Integrative Modeling of a Sin3/HDAC Complex Sub-Structure

Abstract

Sin3/HDAC complexes function by deacetylating histones, which makes chromatin more compact and modulates gene expression. Although components used to build these complexes have been well defined, we still have only a limited understanding of the structure of the Sin3/HDAC subunits as they are assembled around the scaffolding protein SIN3A. To characterize the spatial arrangement of Sin3 subunits, we combined Halo affinity capture, chemical cross-linking and high-resolution mass spectrometry (XL-MS) to determine intersubunit distance constraints, identifying 66 high-confidence interprotein and 63 high-confidence self cross-links for 13 Sin3 subunits.

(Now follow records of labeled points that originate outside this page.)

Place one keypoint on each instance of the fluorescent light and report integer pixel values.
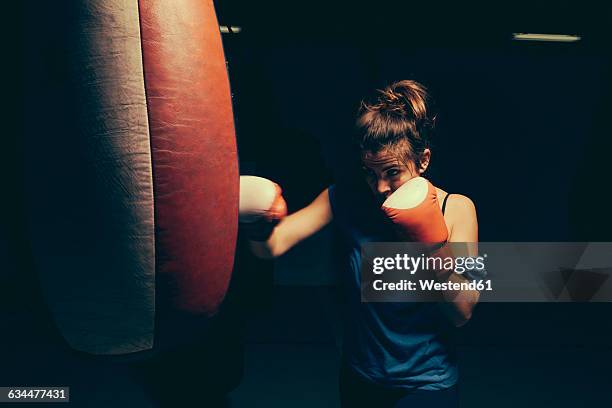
(545, 37)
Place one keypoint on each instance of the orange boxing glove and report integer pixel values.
(414, 210)
(261, 207)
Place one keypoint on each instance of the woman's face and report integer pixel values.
(385, 172)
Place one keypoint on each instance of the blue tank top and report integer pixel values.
(403, 345)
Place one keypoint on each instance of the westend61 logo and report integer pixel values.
(411, 264)
(499, 271)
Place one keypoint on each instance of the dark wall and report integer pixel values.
(522, 130)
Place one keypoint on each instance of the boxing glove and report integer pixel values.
(414, 211)
(261, 207)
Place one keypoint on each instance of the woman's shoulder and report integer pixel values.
(456, 204)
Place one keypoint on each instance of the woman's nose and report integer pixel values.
(382, 187)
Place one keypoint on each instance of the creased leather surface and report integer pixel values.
(195, 166)
(90, 182)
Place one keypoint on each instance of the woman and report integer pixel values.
(394, 354)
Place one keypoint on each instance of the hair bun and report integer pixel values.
(392, 103)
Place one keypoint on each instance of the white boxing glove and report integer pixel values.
(261, 207)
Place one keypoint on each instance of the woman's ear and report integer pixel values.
(424, 160)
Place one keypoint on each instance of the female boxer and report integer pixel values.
(394, 354)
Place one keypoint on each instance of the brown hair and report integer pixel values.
(399, 113)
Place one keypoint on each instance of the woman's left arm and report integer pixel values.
(458, 305)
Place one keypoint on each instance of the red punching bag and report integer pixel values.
(133, 187)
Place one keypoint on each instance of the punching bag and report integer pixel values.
(132, 173)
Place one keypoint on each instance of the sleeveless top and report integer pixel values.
(403, 345)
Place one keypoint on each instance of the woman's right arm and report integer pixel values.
(295, 227)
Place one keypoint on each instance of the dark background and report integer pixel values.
(523, 130)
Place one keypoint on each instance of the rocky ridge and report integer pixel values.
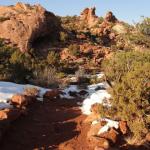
(23, 24)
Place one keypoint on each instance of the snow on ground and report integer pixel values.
(8, 89)
(109, 124)
(5, 105)
(70, 88)
(98, 96)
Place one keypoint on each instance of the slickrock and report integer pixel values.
(23, 24)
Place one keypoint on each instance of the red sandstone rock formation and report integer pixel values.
(23, 24)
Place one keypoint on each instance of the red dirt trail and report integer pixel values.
(49, 125)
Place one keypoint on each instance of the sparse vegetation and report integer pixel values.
(130, 73)
(74, 49)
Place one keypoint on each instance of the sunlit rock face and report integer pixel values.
(22, 24)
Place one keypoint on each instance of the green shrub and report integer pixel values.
(130, 73)
(74, 50)
(53, 58)
(2, 19)
(123, 62)
(144, 26)
(46, 77)
(63, 36)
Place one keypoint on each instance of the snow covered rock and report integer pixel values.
(19, 100)
(95, 96)
(8, 89)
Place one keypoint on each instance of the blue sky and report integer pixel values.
(126, 10)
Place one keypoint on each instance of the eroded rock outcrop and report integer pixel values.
(89, 17)
(23, 24)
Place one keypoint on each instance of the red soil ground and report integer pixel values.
(52, 125)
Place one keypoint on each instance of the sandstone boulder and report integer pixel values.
(19, 100)
(148, 137)
(110, 17)
(89, 17)
(123, 127)
(10, 114)
(23, 24)
(111, 135)
(99, 142)
(52, 94)
(93, 130)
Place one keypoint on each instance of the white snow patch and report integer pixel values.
(70, 88)
(5, 105)
(109, 124)
(8, 89)
(98, 96)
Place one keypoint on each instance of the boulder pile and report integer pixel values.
(23, 24)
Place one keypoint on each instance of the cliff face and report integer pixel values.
(89, 17)
(22, 24)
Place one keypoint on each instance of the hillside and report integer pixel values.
(74, 82)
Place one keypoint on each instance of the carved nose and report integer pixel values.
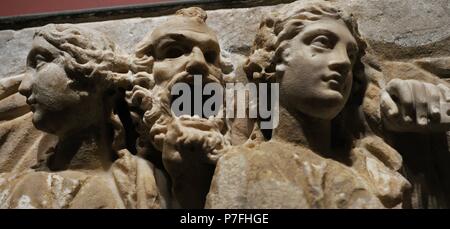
(341, 63)
(25, 86)
(197, 64)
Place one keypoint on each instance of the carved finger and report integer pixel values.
(388, 106)
(433, 95)
(419, 92)
(401, 93)
(445, 92)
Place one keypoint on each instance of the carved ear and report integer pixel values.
(225, 63)
(438, 66)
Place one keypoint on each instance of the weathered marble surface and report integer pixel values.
(407, 40)
(396, 29)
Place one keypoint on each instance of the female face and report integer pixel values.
(318, 69)
(57, 108)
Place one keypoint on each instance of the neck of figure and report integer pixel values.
(85, 149)
(298, 128)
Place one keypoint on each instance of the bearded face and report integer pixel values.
(182, 49)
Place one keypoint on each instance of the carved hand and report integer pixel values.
(415, 106)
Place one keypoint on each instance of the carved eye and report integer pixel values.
(174, 52)
(40, 61)
(211, 57)
(322, 41)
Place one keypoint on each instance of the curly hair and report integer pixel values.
(275, 32)
(88, 55)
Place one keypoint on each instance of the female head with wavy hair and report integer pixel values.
(315, 54)
(75, 78)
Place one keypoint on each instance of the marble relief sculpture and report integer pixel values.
(321, 155)
(101, 132)
(73, 85)
(177, 51)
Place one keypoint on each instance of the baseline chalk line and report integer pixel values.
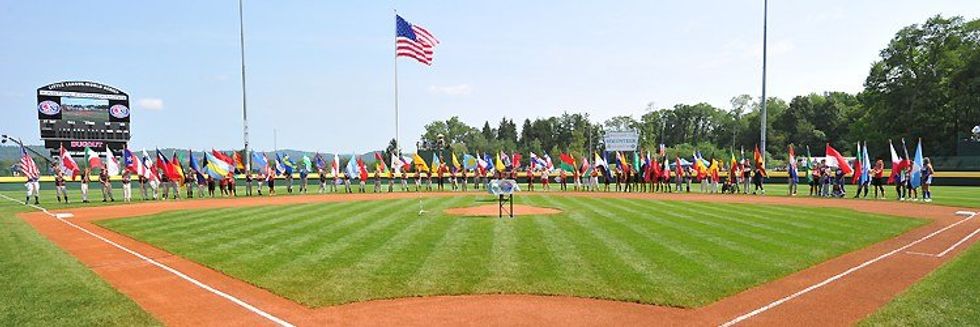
(823, 283)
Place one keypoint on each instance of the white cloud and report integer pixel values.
(150, 103)
(454, 90)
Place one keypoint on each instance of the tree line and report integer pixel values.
(926, 85)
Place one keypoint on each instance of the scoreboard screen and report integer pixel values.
(80, 114)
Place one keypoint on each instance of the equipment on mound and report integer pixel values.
(504, 189)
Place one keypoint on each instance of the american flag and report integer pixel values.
(413, 41)
(27, 165)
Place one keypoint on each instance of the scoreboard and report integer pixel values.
(80, 114)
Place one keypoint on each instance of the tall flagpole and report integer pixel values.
(241, 35)
(762, 129)
(398, 143)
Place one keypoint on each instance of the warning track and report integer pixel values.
(840, 291)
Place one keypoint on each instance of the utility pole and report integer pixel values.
(241, 35)
(765, 18)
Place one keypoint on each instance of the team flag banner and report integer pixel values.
(111, 164)
(92, 158)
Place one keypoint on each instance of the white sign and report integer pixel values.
(621, 140)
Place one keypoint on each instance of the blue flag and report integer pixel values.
(917, 164)
(259, 162)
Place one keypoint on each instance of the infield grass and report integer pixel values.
(44, 286)
(684, 254)
(946, 297)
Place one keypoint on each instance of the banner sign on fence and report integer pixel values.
(621, 140)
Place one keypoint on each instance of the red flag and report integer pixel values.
(239, 163)
(759, 161)
(68, 163)
(831, 152)
(223, 157)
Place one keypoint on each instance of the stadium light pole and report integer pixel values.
(762, 129)
(241, 38)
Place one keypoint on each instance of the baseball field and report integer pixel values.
(594, 258)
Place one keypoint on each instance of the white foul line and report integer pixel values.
(183, 276)
(838, 276)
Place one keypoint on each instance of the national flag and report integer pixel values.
(917, 164)
(133, 163)
(178, 168)
(288, 164)
(760, 161)
(489, 160)
(68, 164)
(898, 164)
(308, 164)
(239, 161)
(196, 168)
(92, 158)
(413, 41)
(150, 171)
(111, 164)
(436, 163)
(838, 159)
(259, 162)
(217, 168)
(223, 157)
(567, 162)
(499, 164)
(597, 161)
(866, 164)
(469, 162)
(279, 168)
(352, 170)
(27, 165)
(678, 166)
(164, 164)
(857, 166)
(456, 163)
(362, 169)
(320, 163)
(419, 163)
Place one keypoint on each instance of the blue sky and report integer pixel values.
(320, 72)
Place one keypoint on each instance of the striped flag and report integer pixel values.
(27, 165)
(413, 41)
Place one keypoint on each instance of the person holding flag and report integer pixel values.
(794, 178)
(29, 168)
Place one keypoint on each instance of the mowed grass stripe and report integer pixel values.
(685, 222)
(371, 256)
(670, 247)
(286, 222)
(635, 268)
(286, 251)
(711, 249)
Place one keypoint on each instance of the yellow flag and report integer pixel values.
(419, 163)
(456, 161)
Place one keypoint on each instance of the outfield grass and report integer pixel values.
(947, 297)
(659, 252)
(44, 286)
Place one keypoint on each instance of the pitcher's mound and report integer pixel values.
(491, 210)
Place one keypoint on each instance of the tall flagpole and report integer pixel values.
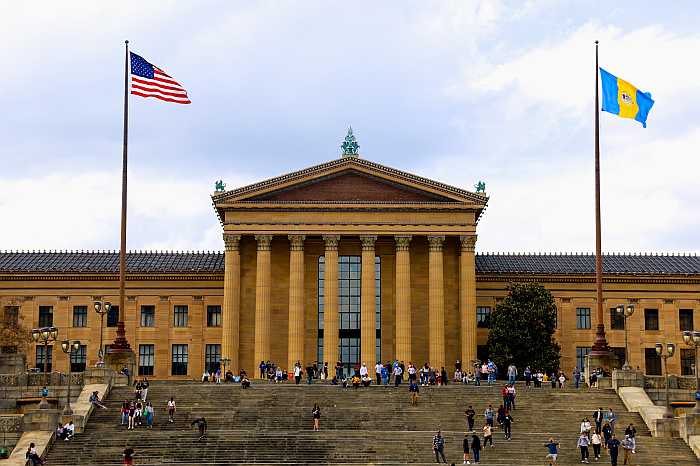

To validate our XL-MS data, we first mapped self cross-links onto existing structures to verify that cross-link distances were consistent with cross-linker length and subsequently deleted crosslink hotspot regions within the SIN3A scaffolding protein which then failed to capture crosslinked partners. Having assessed cross-link authenticity, we next used distance restraints from interprotein cross-links to guide assembly of a Sin3 complex substructure. We identified the relative positions of subunits SAP30L, HDAC1, SUDS3, HDAC2, and ING1 around the SIN3A scaffold. The architecture of this subassembly suggests that multiple factors have space to assemble to collectively influence the behavior of the catalytic subunit HDAC1.